Dispatch’s concurrent player-count yesterday peaked at 131,000 players on Steam which, even taken alone, can be viewed as a significant success for a single-player narrative game. But it’s when you consider that the numbers have doubled from the launch two weeks ago that the episodic format begins to flex. I expect the impressive 1m Dispatch sales tally will soon be improved upon.
The sustained approach of releasing two episodes a week for four weeks is allowing word to circulate and an audience to build, creating something of a virtuous cycle around the game as people anticipate what will come next – a bit like what happens with a TV series. There’s every chance, then, player-numbers could build as the Dispatch series reaches a climax next week (12th November).
That’s not all that’s going on, of course. Dispatch has the clout of Critical Role behind it, the role-play mega-group made up of now-celebrity voice actors, which is nominally listed as a publisher for the game, but as I discovered when I spoke to Dispatch developer AdHoc recently, hasn’t really played a publisher’s role. The partnership is really in place for the next game AdHoc will make – a Critical Role game.
Critical Role’s influence is enormous and a few of the actors from the group are in the game – the award-winning Laura Bailey and husband Travis Willingham among them – and I’ve seen many of the group pushing Dispatch’s release on social media.

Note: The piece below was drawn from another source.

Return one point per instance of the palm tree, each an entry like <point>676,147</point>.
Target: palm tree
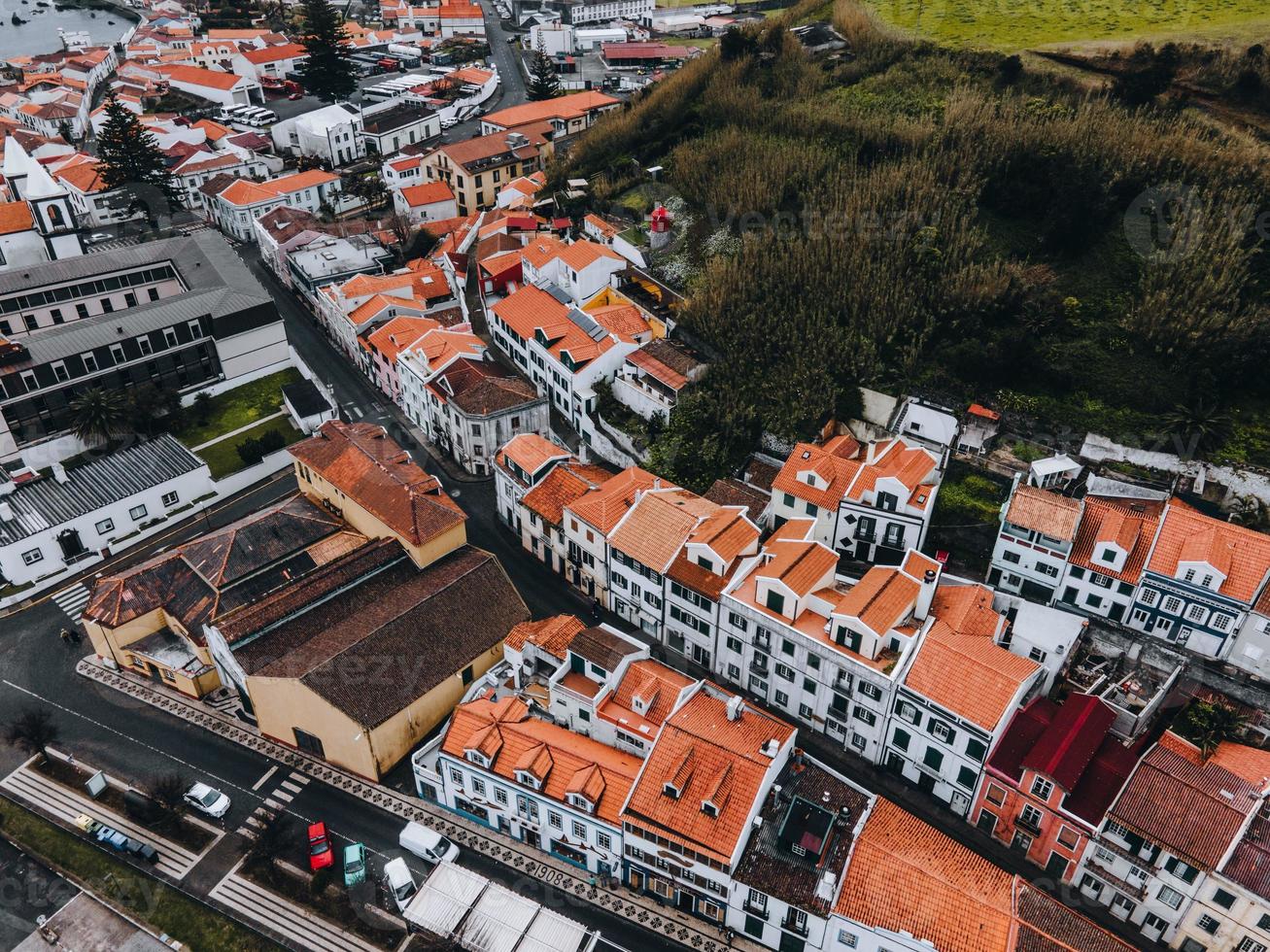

It’s another example of the increasing presence and heft voice actors have in today’s game-playing space – the success of this year’s voice-actor-led dating game Date Everything! being another example. Date Everything! also has strong Critical Role ties.
However, none of this would have been possible if Dispatch were rubbish, which by all accounts it is not, nor if we had to wait a long time between episode drops, which we do not. This is episodic gaming done well and the results speak for themselves.